While CICA permits the Comptroller General to award protest costs, this statute does not, by analogy, allow this court to award such relief. See Johns-Manville Corp. v. United States, 893 F.2d 324 (Fed.Cir.1989). Indeed, CICA’s explicit waiver of sovereign immunity regarding protest costs before the GAO only highlights the absence of a similar provision authorizing the recovery of such costs in this court.
Finally, plaintiff reasons that, as a policy matter, the court should award plaintiff its protest costs to preserve the incentives for future offerors to challenge arbitrary and capricious governmental action in awarding contracts. While allowing recovery of protest costs may provide claimants additional stimulus to challenge improper contract awards, however, sovereign immunity “is not to be waived by policy arguments.” Lichtman v. Office of Personnel Management, 835 F.2d 1427, 1428 (Fed.Cir.1988) (quoting United States v. New York Rayon Importing Co., 329 U.S. 654, 663, 67 S.Ct. 601, 605-06, 91 L.Ed. 577 (1947)).

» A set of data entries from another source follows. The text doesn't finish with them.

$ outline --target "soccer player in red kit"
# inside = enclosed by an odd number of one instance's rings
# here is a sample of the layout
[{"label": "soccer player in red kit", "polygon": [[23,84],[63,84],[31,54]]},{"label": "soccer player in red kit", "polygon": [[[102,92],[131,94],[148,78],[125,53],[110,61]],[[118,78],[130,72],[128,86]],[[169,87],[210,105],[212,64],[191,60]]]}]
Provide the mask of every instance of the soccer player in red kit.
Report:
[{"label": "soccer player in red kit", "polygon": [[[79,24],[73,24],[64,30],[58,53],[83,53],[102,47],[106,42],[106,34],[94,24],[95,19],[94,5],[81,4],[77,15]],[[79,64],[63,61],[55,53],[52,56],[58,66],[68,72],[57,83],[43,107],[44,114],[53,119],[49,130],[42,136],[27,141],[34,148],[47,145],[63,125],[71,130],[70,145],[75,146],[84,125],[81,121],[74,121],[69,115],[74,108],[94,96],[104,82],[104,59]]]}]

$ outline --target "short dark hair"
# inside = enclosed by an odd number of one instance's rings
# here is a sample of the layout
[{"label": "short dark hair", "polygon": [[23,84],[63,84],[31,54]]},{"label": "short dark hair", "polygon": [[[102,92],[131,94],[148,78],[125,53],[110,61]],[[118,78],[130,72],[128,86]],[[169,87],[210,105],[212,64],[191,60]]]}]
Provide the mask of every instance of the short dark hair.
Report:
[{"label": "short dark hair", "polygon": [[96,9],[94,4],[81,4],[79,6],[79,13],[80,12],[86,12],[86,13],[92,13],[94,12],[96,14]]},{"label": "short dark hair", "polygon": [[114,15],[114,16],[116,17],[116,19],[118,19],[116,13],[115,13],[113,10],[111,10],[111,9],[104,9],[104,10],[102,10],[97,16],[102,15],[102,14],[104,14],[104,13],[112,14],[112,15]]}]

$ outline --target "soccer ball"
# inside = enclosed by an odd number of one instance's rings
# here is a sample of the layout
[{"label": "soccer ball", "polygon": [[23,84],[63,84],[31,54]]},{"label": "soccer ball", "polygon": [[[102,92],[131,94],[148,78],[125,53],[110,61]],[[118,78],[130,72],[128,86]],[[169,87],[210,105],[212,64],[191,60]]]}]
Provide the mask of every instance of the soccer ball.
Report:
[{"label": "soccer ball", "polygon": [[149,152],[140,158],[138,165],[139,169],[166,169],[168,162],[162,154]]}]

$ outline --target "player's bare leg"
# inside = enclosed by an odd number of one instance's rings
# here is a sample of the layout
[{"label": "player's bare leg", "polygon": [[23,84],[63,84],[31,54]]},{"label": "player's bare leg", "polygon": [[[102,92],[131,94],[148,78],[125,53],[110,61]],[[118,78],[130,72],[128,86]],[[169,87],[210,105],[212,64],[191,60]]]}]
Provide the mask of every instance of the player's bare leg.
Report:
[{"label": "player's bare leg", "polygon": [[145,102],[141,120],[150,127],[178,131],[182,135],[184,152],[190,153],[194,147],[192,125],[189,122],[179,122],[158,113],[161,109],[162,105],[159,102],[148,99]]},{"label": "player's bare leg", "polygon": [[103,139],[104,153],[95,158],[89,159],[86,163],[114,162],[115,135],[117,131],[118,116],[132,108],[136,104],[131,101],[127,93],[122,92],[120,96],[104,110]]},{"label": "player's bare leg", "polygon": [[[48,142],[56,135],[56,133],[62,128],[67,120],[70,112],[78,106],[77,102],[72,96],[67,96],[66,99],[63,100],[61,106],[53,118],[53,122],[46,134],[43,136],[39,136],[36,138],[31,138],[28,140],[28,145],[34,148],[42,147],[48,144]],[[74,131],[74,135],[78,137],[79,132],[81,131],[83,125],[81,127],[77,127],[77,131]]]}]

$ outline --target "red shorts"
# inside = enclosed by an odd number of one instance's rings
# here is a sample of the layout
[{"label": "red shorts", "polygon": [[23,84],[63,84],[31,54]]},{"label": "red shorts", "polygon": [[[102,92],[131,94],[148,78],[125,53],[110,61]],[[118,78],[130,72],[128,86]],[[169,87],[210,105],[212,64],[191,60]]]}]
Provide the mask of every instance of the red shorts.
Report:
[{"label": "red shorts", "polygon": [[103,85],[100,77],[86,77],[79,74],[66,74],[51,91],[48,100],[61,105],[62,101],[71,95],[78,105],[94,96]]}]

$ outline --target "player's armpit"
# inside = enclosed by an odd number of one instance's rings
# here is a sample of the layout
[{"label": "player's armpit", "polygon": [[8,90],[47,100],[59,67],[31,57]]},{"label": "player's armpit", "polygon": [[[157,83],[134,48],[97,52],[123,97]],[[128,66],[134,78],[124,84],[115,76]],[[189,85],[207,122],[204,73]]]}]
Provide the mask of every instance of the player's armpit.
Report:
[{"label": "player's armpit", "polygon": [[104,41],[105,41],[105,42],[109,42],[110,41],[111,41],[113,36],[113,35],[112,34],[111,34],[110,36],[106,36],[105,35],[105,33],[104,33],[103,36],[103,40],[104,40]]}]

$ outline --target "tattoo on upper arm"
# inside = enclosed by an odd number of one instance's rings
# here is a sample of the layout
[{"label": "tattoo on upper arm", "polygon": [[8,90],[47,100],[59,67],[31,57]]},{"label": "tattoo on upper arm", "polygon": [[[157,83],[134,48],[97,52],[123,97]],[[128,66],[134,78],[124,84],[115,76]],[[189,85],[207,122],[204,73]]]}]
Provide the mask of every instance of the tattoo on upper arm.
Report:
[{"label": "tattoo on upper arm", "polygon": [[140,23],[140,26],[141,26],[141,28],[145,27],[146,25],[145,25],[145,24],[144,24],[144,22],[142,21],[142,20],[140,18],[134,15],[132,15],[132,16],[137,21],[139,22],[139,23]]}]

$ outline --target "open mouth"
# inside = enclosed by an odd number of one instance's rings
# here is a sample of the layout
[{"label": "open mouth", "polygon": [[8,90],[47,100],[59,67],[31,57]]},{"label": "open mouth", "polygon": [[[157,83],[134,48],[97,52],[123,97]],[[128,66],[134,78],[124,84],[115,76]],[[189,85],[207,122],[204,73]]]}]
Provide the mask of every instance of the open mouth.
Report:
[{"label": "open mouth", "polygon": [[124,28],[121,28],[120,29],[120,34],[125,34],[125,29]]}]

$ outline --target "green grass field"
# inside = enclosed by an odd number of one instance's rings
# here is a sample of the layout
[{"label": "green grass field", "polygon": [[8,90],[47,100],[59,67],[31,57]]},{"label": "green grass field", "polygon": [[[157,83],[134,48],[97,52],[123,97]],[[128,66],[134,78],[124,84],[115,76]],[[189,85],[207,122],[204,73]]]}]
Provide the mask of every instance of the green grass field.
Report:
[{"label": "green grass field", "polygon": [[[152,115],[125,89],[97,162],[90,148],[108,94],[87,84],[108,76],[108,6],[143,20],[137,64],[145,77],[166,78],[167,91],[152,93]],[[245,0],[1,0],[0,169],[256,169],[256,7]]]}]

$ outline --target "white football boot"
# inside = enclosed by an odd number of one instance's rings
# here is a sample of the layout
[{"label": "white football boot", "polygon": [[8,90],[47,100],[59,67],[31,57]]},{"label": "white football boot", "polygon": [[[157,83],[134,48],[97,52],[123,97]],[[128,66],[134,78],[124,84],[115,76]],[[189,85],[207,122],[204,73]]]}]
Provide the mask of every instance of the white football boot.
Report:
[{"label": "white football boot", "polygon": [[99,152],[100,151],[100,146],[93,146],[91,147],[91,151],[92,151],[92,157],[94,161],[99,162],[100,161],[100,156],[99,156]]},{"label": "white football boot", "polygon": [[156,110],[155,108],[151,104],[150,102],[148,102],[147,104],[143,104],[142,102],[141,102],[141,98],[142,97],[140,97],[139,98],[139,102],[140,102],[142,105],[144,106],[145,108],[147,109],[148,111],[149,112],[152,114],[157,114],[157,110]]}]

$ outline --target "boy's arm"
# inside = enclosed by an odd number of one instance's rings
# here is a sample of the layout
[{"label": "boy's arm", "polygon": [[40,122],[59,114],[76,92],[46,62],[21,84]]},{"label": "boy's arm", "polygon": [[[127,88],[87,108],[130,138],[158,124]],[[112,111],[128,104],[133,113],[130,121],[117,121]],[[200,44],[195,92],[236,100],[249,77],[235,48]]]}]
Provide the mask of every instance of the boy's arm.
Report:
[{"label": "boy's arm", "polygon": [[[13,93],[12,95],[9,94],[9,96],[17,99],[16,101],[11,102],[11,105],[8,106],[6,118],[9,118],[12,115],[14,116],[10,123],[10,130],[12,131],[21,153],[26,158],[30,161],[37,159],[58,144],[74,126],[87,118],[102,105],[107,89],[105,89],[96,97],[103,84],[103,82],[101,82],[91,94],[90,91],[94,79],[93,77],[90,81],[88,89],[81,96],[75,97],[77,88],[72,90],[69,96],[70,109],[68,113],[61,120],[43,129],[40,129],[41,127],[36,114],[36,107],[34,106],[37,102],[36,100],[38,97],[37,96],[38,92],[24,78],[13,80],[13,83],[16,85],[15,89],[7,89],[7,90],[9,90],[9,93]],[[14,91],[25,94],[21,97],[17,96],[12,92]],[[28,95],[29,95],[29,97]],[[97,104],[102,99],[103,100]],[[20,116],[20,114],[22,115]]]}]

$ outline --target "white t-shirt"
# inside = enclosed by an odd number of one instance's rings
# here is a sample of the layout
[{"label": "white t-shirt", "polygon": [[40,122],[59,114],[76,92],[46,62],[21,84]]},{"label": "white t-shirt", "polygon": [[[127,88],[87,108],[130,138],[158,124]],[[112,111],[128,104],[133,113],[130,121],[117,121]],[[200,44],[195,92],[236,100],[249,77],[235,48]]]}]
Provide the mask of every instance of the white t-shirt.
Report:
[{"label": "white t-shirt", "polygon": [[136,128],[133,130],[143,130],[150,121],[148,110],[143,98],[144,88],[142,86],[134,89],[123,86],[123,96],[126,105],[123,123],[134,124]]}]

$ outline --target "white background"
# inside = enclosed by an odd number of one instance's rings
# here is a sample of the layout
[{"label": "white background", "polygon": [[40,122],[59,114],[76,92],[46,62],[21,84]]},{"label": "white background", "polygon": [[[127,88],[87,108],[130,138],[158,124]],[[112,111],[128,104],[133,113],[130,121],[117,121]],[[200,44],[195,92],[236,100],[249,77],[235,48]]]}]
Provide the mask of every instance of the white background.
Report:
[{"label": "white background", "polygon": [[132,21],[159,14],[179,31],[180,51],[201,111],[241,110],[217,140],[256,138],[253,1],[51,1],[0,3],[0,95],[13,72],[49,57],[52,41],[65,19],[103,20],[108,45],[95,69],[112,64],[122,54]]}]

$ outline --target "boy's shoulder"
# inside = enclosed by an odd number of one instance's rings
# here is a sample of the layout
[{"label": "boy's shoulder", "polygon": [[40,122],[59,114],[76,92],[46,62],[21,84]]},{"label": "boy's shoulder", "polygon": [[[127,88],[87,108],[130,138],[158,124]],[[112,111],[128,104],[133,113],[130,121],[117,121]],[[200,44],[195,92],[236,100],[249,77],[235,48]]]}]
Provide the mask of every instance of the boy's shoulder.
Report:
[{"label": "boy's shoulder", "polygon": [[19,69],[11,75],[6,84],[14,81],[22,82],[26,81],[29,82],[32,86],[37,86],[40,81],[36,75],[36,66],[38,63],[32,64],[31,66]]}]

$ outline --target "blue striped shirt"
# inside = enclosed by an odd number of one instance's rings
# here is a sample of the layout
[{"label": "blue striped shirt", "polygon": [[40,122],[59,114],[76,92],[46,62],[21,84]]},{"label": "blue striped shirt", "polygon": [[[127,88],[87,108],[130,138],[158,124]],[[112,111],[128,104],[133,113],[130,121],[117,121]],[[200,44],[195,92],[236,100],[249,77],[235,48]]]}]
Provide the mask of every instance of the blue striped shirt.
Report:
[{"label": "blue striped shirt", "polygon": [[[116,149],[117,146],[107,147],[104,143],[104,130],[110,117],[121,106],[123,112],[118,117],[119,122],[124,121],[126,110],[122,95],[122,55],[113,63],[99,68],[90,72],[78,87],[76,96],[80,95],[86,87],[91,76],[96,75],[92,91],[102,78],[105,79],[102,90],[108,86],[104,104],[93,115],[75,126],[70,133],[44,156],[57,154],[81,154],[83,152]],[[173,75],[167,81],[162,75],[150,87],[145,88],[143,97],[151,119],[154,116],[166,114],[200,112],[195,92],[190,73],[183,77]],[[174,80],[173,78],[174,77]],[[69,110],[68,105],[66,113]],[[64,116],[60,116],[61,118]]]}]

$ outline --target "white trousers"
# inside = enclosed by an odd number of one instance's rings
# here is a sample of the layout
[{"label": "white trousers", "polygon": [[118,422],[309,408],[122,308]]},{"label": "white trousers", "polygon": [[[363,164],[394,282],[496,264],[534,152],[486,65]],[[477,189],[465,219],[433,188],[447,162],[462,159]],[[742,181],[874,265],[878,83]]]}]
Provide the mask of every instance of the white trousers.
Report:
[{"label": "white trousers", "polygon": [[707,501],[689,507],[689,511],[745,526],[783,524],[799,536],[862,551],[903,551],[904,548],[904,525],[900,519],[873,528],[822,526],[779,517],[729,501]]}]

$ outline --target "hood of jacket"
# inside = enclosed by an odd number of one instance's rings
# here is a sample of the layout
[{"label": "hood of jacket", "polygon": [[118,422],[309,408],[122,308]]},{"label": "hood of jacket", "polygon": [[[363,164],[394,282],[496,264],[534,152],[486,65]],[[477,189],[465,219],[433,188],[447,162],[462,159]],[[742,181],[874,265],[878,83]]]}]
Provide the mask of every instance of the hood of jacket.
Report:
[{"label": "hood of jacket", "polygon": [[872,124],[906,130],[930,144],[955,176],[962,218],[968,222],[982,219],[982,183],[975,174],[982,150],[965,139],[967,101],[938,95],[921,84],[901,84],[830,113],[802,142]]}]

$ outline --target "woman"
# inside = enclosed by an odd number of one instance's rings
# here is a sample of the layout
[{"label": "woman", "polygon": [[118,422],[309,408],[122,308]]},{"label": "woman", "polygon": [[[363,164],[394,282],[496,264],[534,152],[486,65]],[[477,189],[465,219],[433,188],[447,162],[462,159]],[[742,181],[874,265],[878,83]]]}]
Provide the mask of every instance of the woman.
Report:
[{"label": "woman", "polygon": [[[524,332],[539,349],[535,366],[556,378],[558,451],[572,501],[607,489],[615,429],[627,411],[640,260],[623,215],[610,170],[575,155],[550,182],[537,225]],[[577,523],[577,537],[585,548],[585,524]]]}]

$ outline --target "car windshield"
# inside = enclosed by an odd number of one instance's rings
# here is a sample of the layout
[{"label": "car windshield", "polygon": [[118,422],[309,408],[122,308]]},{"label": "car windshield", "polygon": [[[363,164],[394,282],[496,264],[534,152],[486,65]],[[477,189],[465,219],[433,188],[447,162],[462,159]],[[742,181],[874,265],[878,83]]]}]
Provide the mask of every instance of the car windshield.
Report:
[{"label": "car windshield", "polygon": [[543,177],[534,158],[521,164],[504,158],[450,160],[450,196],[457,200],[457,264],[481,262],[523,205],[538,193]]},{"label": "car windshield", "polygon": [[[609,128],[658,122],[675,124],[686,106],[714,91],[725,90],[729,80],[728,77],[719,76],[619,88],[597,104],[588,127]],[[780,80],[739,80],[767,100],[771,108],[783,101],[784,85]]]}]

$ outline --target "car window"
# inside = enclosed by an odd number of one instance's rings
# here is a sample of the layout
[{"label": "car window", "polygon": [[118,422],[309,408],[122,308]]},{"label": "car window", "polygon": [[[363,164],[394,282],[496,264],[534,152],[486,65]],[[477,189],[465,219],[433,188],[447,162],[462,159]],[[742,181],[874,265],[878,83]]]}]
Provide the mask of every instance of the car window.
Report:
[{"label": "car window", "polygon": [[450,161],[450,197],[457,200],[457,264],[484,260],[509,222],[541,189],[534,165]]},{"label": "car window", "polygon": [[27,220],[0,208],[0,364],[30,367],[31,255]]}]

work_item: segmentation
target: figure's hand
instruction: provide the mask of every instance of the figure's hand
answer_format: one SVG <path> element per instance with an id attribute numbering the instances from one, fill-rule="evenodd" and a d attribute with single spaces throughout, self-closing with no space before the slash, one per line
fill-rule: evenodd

Despite plaintiff’s contentions, the court is unaware of any statute allowing plaintiff to recover its protest costs in this court.14 The court agrees with past Claims Court decisions holding that, in the absence of an appropriate waiver of sovereign immunity, the court lacks jurisdiction to award plaintiff the costs incurred from protesting the government’s procurement decision. Coflexip & Serv., Inc. v. United States, 20 Cl.Ct. 412, 415 (1990); AT & T Technologies, Inc. v. United States, 18 Cl.Ct. 315, 325-26 (1989). See also, Library of Congress v. Shaw, 478 U.S. 310, 318, 106 S.Ct. 2957, 2963, 92 L.Ed.2d 250 (1986); Mitchell, *812445 U.S. at 538, 100 S.Ct. at 1351-52; Texas Instruments, 991 F.2d at 768. But see Crux Computer Corp. v. United States, 24 Cl.Ct. 223, 226 (1991).
Conclusion
For the reasons stated above, the court denies plaintiffs motion for summary judgment, and grants defendant’s motion to dismiss plaintiff’s claim for proposal preparation and protest costs. Accordingly, the Clerk is directed to dismiss plaintiff’s complaint. No costs.